The latest LastPass incident is their 7th major breach in the last ~12 years, so no one should have had accounts with them anyway, even before this incident (as there had already been 6 significant intrusions to their systems). You have to wonder how many more minor or unpublicised breaches there have been! Any review articles in 2021-2022 not referencing this for LastPass are suspect - even Mozilla Firefox “Highly Recommends” LastPass!!! So not worth the paper they are printed on. :dizzy_face:

Everyone rushing to leave LastPass now is a bit late, it’s ‘closing the gate after the horse has bolted’ territory… Any sites that haven’t referenced the previous breaches in their LastPass reviews you know haven’t done a thorough review or have an ulterior motive for a positive review of LastPass or are just incompetent or slaphappy… I’m still gobsmacked looking back at old articles and posts on the web and how any people rave about LastPast over the last few years despite the regular reports of breaches of their system.

Bitwarden & 1Password are the 2 main providers who haven’t had breaches and have high levels of integrity/respect. Even Nord, which is fairly new but is well respected and has good integrity from what I can see, has had a couple of breaches (albeit on their NordVPN side of business prior to launching NordPass).

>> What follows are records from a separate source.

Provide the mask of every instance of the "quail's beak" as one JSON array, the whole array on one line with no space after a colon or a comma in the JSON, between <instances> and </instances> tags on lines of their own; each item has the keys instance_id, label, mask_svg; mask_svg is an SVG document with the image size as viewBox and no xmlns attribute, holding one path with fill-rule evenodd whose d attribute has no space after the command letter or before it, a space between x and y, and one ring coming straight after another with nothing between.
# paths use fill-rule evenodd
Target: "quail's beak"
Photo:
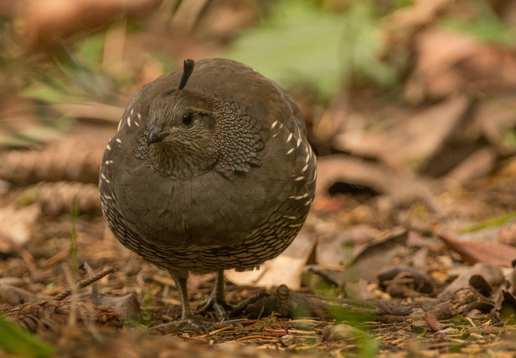
<instances>
[{"instance_id":1,"label":"quail's beak","mask_svg":"<svg viewBox=\"0 0 516 358\"><path fill-rule=\"evenodd\" d=\"M167 131L163 131L160 126L153 124L149 131L147 136L147 144L151 145L153 143L160 142L169 134Z\"/></svg>"}]
</instances>

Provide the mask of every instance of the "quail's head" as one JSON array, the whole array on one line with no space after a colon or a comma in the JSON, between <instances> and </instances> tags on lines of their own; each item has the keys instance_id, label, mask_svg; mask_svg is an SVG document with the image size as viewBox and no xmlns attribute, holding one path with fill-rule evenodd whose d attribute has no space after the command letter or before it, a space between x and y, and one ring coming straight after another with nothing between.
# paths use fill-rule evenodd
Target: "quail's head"
<instances>
[{"instance_id":1,"label":"quail's head","mask_svg":"<svg viewBox=\"0 0 516 358\"><path fill-rule=\"evenodd\" d=\"M217 122L222 106L207 93L184 89L191 72L185 71L178 89L154 99L149 111L147 136L151 166L175 179L201 175L218 155Z\"/></svg>"}]
</instances>

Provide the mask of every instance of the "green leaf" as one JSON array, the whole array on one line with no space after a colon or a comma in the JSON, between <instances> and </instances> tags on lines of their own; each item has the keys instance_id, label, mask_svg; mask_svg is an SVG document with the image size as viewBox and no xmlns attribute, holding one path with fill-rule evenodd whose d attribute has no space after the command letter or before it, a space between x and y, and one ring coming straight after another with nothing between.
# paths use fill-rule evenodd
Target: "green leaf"
<instances>
[{"instance_id":1,"label":"green leaf","mask_svg":"<svg viewBox=\"0 0 516 358\"><path fill-rule=\"evenodd\" d=\"M322 101L351 78L390 85L398 70L379 59L375 4L356 1L335 12L314 2L278 2L269 18L243 32L222 56L246 63L281 86L310 84Z\"/></svg>"},{"instance_id":2,"label":"green leaf","mask_svg":"<svg viewBox=\"0 0 516 358\"><path fill-rule=\"evenodd\" d=\"M54 354L52 346L2 317L0 332L0 349L7 353L35 358L45 358Z\"/></svg>"}]
</instances>

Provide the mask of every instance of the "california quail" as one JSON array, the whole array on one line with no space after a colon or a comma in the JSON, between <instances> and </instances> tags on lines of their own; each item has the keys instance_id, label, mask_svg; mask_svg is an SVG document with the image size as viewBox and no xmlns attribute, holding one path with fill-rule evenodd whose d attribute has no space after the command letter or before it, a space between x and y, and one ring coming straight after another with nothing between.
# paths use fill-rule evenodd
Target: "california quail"
<instances>
[{"instance_id":1,"label":"california quail","mask_svg":"<svg viewBox=\"0 0 516 358\"><path fill-rule=\"evenodd\" d=\"M195 64L185 61L182 73L164 75L133 96L106 146L99 179L108 225L124 245L170 272L182 319L192 324L188 272L218 272L205 307L222 320L223 270L252 269L290 245L316 175L290 96L235 61Z\"/></svg>"}]
</instances>

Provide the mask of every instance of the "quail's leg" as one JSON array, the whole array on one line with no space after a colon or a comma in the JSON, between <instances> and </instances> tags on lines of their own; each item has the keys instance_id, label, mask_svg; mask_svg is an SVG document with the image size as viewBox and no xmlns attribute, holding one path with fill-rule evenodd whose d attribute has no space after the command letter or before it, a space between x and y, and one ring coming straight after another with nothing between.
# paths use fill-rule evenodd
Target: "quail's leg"
<instances>
[{"instance_id":1,"label":"quail's leg","mask_svg":"<svg viewBox=\"0 0 516 358\"><path fill-rule=\"evenodd\" d=\"M170 274L175 281L175 287L179 292L181 300L181 322L180 328L181 330L202 331L209 334L207 328L219 327L238 327L238 324L233 322L210 322L205 321L199 317L195 317L192 313L190 302L188 301L188 294L187 291L186 283L188 277L187 272L170 271ZM241 326L240 327L241 327Z\"/></svg>"},{"instance_id":2,"label":"quail's leg","mask_svg":"<svg viewBox=\"0 0 516 358\"><path fill-rule=\"evenodd\" d=\"M232 311L234 305L226 302L224 294L225 284L224 282L224 271L220 270L215 276L215 285L209 296L199 303L196 313L204 313L213 310L215 312L217 319L222 321L228 318L227 310Z\"/></svg>"}]
</instances>

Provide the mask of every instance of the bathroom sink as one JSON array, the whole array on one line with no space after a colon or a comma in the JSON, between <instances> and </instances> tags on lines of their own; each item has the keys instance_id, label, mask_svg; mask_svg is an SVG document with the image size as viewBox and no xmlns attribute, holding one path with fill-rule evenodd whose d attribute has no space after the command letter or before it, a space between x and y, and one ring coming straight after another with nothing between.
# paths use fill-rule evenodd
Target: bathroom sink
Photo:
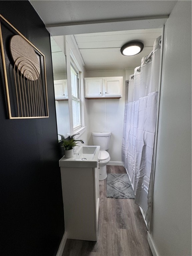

I quickly skimmed through a few sections of the linked article and found several errors. It seems like a low-quality publication, that derives revenue from advertisement and affiliate links — for such websites, there are no negative repercussions for publishing misleading or inaccurate information, so there is no incentive for being accurate. Why pay any attention to such an advertorial?

Because that’s not the only one to promote Lastpass
I’m not a specialist of all this.
Thanks for your answers, you both.
But tell me what sites or forums are reliable? in addition to this forum of course. It can be interesting.